S24, forming a second-order differential value of each half period into a second-order differential value sample sequence by using D ⁽²⁾ And (3) representing.

The coefficient of variation Differential Algorithm (DACV) is a low-voltage series fault arc detection algorithm based on an arc electrical signal and a differential algorithm. In order to avoid potential damage to the source signal caused by preprocessing means such as noise reduction and the like, the purity of the source signal is maintained, the DACV selects to directly extract fault characteristics of the acquired source signal preferentially, and then signal processing technologies such as noise reduction and the like are utilized for data enhancement on subsequent processing. In this embodiment, the DACV needs to consider the magnitude of c·v and the first-order and second-order differential values thereof as criteria for determining whether a series fault arc occurs.

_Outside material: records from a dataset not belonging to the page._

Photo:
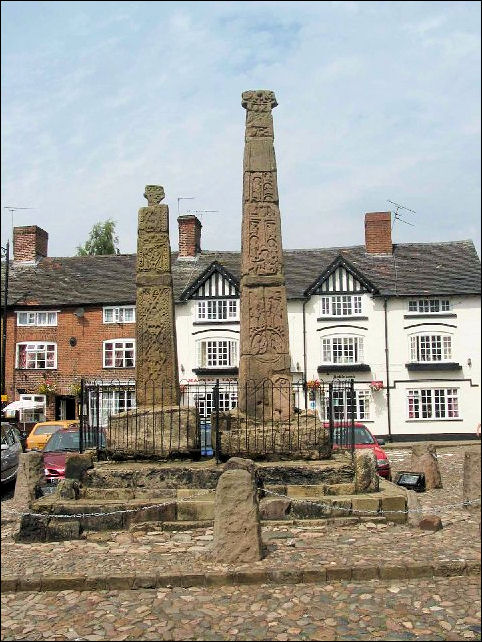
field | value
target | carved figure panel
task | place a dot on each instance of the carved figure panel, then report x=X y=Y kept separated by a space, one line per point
x=258 y=100
x=153 y=253
x=153 y=219
x=260 y=186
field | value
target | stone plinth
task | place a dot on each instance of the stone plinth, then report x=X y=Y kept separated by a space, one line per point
x=161 y=431
x=240 y=435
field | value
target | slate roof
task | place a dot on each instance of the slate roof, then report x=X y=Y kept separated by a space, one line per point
x=450 y=268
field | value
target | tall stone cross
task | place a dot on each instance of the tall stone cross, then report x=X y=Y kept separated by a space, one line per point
x=264 y=369
x=157 y=378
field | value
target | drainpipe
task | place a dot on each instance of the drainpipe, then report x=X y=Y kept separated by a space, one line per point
x=387 y=370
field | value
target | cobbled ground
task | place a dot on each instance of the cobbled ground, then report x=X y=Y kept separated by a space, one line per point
x=424 y=609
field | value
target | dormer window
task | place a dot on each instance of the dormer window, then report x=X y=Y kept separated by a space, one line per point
x=344 y=305
x=428 y=306
x=217 y=310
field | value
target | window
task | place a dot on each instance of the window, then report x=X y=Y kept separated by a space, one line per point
x=342 y=405
x=36 y=356
x=119 y=353
x=36 y=318
x=122 y=314
x=35 y=414
x=217 y=353
x=430 y=347
x=342 y=350
x=109 y=402
x=433 y=403
x=341 y=305
x=428 y=306
x=217 y=310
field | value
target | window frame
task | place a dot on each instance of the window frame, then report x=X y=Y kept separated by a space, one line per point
x=342 y=345
x=35 y=343
x=212 y=360
x=424 y=400
x=204 y=314
x=122 y=348
x=116 y=310
x=34 y=314
x=424 y=305
x=423 y=344
x=336 y=305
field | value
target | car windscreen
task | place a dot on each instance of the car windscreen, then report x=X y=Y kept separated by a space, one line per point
x=47 y=430
x=361 y=434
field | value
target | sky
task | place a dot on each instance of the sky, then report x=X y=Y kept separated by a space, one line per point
x=377 y=101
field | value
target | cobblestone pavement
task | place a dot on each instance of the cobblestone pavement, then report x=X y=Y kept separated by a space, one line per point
x=442 y=609
x=428 y=609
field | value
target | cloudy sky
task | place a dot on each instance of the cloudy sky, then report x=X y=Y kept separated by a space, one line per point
x=376 y=101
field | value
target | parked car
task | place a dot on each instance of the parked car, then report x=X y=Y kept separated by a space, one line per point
x=42 y=431
x=11 y=449
x=363 y=439
x=62 y=442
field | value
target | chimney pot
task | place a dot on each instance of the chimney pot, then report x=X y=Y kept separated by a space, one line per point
x=378 y=233
x=30 y=243
x=189 y=235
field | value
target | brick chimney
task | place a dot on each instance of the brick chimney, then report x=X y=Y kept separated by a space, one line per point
x=189 y=235
x=29 y=243
x=378 y=233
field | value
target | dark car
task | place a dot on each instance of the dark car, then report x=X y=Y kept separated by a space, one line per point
x=11 y=449
x=62 y=442
x=363 y=439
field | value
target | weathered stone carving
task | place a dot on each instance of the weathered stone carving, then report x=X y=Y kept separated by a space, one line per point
x=156 y=360
x=264 y=373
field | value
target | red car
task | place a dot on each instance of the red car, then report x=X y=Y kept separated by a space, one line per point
x=66 y=440
x=363 y=439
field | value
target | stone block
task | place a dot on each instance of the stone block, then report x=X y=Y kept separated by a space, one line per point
x=237 y=527
x=391 y=507
x=366 y=476
x=76 y=464
x=274 y=508
x=471 y=484
x=424 y=460
x=30 y=474
x=367 y=506
x=431 y=523
x=364 y=572
x=63 y=582
x=338 y=573
x=195 y=510
x=61 y=529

It should be noted that the Daubechies wavelet family has a large number of vanishing moments, and can extract local signal disturbance with high quality. By comparing the performance of various wavelet extraction fault arcs, the embodiment preferably uses the db4 wavelet which is tightly supported and orthogonal. In order to study the capability of wavelet transformation to represent a fault arc, the present embodiment performs the following experiment, as shown in fig. 4, in which the wavelet transformation detects a resistive load current, and d3 is a high-frequency detail signal coefficient obtained by reconstruction after wavelet decomposition. The principle processes of wavelet decomposition and reconstruction are shown in fig. 2 and 3, respectively.

It can be seen from fig. 4 that the place of the high-frequency detail coefficient d3 where there is a significant fluctuation corresponds exactly to the phase of occurrence of the fault arc. In other words, d3 is able to accurately catch the fault arc. Some high frequency detail coefficients when a fault arc occurs are significantly improved in value over normal conditions. It is expected that the fault indication features extracted based on the high frequency detail coefficient d3 should have a good characterization effect on the fault but still require further analysis.

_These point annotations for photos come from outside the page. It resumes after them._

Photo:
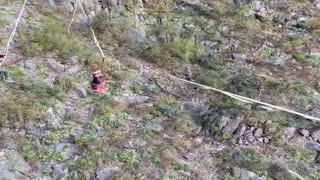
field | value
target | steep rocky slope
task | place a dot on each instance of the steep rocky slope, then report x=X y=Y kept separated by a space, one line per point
x=52 y=126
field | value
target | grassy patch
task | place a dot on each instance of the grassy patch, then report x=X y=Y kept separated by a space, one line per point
x=310 y=59
x=129 y=157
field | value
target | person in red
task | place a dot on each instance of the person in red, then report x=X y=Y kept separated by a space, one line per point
x=4 y=71
x=97 y=83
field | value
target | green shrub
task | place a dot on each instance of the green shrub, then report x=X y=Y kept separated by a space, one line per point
x=128 y=157
x=310 y=59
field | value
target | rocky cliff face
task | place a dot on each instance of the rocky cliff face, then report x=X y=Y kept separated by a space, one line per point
x=148 y=126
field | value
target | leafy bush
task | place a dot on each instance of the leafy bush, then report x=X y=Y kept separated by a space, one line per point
x=172 y=54
x=52 y=37
x=128 y=157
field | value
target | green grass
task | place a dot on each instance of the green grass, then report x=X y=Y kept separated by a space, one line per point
x=17 y=72
x=300 y=154
x=310 y=59
x=129 y=157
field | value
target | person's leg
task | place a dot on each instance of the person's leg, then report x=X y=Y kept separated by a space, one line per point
x=5 y=73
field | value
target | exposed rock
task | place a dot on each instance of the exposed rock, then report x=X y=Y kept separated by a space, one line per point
x=222 y=122
x=280 y=171
x=59 y=171
x=51 y=118
x=232 y=125
x=239 y=57
x=7 y=175
x=106 y=173
x=56 y=66
x=289 y=132
x=82 y=92
x=258 y=132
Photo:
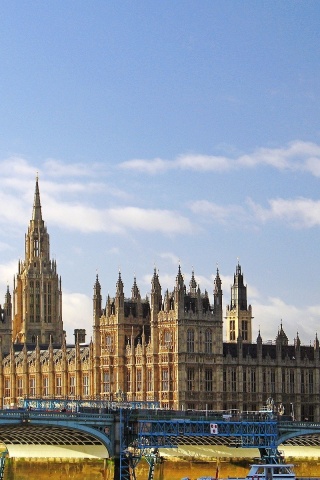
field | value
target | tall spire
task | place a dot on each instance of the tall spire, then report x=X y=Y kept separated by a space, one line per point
x=36 y=213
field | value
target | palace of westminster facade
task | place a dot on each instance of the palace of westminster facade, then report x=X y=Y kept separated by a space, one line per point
x=167 y=347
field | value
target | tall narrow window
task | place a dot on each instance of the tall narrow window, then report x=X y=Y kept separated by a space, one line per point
x=253 y=381
x=19 y=386
x=35 y=247
x=106 y=382
x=58 y=386
x=7 y=387
x=291 y=381
x=273 y=380
x=32 y=386
x=190 y=379
x=37 y=305
x=244 y=329
x=190 y=341
x=232 y=326
x=208 y=383
x=208 y=341
x=72 y=385
x=165 y=380
x=149 y=380
x=85 y=384
x=129 y=386
x=302 y=382
x=139 y=380
x=45 y=386
x=224 y=382
x=310 y=383
x=233 y=380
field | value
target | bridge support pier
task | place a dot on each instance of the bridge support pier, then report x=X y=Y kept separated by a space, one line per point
x=3 y=457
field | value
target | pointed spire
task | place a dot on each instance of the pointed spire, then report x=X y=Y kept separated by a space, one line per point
x=135 y=293
x=192 y=283
x=119 y=284
x=36 y=213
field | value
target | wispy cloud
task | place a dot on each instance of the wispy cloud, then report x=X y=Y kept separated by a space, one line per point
x=296 y=156
x=300 y=212
x=297 y=212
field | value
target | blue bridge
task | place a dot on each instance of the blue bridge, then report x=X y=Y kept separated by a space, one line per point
x=127 y=432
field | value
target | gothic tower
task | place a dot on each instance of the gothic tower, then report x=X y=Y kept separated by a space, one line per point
x=239 y=315
x=37 y=299
x=6 y=323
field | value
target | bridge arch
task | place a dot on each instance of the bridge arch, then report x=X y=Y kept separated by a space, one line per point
x=52 y=439
x=297 y=433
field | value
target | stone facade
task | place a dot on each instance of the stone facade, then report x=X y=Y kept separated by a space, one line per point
x=167 y=347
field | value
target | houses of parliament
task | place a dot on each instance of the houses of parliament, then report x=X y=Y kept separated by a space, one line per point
x=167 y=347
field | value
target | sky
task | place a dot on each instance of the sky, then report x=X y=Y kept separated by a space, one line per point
x=166 y=133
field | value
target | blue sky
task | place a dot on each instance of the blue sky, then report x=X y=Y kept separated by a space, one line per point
x=166 y=132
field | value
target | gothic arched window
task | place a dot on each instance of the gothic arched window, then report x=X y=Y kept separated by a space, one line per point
x=190 y=341
x=208 y=341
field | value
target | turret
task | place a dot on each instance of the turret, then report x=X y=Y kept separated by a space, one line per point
x=239 y=315
x=179 y=291
x=97 y=302
x=217 y=294
x=37 y=289
x=119 y=294
x=156 y=297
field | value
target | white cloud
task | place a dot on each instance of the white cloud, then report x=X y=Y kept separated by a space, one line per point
x=220 y=213
x=269 y=316
x=300 y=212
x=76 y=313
x=296 y=156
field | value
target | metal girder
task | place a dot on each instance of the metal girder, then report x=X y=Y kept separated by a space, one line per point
x=165 y=433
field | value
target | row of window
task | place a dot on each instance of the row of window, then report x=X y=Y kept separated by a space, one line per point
x=35 y=302
x=167 y=340
x=288 y=383
x=244 y=330
x=58 y=387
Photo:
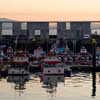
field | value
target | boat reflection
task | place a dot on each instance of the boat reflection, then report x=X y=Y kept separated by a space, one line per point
x=50 y=82
x=19 y=82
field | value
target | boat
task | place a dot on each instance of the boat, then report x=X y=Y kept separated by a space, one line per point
x=53 y=66
x=98 y=56
x=19 y=64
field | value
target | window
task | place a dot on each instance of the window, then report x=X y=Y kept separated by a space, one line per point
x=24 y=26
x=68 y=27
x=37 y=32
x=95 y=27
x=52 y=28
x=7 y=28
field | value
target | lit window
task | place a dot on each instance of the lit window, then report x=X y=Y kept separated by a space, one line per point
x=68 y=27
x=7 y=28
x=52 y=28
x=37 y=32
x=24 y=26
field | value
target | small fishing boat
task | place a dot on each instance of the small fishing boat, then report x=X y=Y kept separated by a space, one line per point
x=53 y=66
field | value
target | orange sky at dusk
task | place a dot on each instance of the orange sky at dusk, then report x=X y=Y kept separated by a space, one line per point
x=50 y=10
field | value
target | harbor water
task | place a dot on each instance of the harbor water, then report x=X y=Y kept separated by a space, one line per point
x=56 y=87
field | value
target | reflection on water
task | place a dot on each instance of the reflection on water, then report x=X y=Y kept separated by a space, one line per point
x=77 y=87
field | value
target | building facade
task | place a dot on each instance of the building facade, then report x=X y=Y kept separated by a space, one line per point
x=66 y=30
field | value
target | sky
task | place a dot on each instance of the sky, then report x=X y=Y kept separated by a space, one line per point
x=50 y=10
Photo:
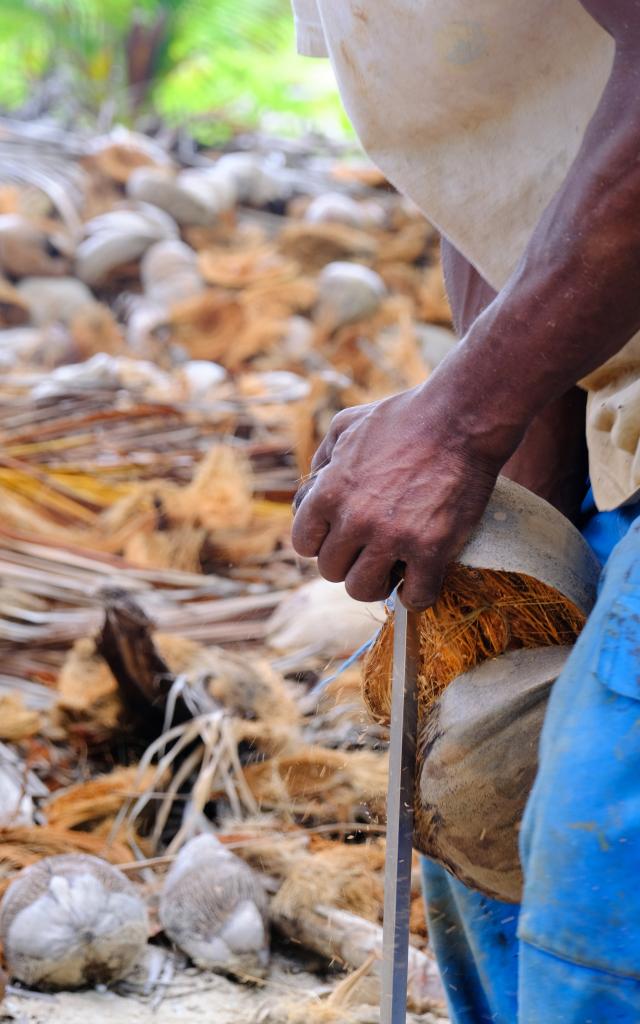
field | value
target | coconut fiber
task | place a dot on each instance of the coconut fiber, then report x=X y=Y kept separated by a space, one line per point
x=479 y=614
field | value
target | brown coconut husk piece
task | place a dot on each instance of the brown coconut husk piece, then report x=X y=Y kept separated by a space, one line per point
x=240 y=268
x=13 y=307
x=315 y=245
x=344 y=877
x=479 y=614
x=322 y=784
x=94 y=329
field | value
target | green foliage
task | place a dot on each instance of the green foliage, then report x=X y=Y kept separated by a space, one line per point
x=210 y=65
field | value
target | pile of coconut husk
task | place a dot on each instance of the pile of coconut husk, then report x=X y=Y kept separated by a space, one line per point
x=177 y=729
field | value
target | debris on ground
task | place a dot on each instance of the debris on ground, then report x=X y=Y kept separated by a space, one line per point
x=176 y=708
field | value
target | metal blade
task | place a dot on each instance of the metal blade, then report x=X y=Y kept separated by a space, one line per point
x=399 y=817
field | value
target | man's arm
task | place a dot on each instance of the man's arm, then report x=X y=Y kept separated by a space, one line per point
x=403 y=484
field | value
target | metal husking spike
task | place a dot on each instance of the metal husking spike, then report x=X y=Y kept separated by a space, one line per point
x=400 y=796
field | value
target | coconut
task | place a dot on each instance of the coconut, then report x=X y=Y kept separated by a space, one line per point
x=72 y=921
x=213 y=907
x=478 y=757
x=183 y=197
x=347 y=292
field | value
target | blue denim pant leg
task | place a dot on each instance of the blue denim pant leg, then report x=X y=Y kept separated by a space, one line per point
x=482 y=962
x=580 y=923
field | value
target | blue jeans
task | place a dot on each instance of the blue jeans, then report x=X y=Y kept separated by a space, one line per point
x=570 y=953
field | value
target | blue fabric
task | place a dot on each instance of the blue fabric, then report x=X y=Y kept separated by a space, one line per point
x=570 y=954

Considering that the existing fault generating device and test platform in the market are difficult to perform frequent tests stably, the embodiment also establishes an experiment platform which accords with the U.S. standard UL 1699 and national standard GB14287.4, as shown in FIG. 9, and comprises a power supply, a circuit breaker, a current transformer, a data acquisition card, a PC, a fault arc generator and various experimental loads.

The data acquisition card and the current transformer are adopted to acquire related current data, the sampling frequency Fs is 50KHz, and the conditions of different types of loads are considered. The frequency band of the nth detail signal is (Fs/2n+1, fs/2 n), and correspondingly, the frequency band of the nth approximation signal is (0, fs/2n+1). Current samples were collected under normal and arcing conditions, saved on a PC and pre-processed and SAF detection strategies were implemented.

It should be noted that the current data under different working conditions (normal working and fault arc occurrence) and different loads are obtained through experiments of controlling whether the arc is generated or not and connecting different types of electric appliances by adjusting the clamping gap of the fault arc generator.

Further, the series fault arc condition adopted in this embodiment is that four peaks occur in two basic periods. The 2 basic periods correspond to 4 half periods, i.e. 4 C.V samples, 3 C.V ⁽¹⁾ 2 C.V ⁽²⁾ . In order to adapt the conditions to the coefficient of variation difference algorithm described in the present application, four consecutive cycles of the original signal are input to obtain 6 C.V ⁽²⁾ Sample and assume that the fault condition corresponds to C. V, C.V occurring within 80ms ⁽¹⁾ 、C·V ⁽²⁾ At least four peak events that occur in combination.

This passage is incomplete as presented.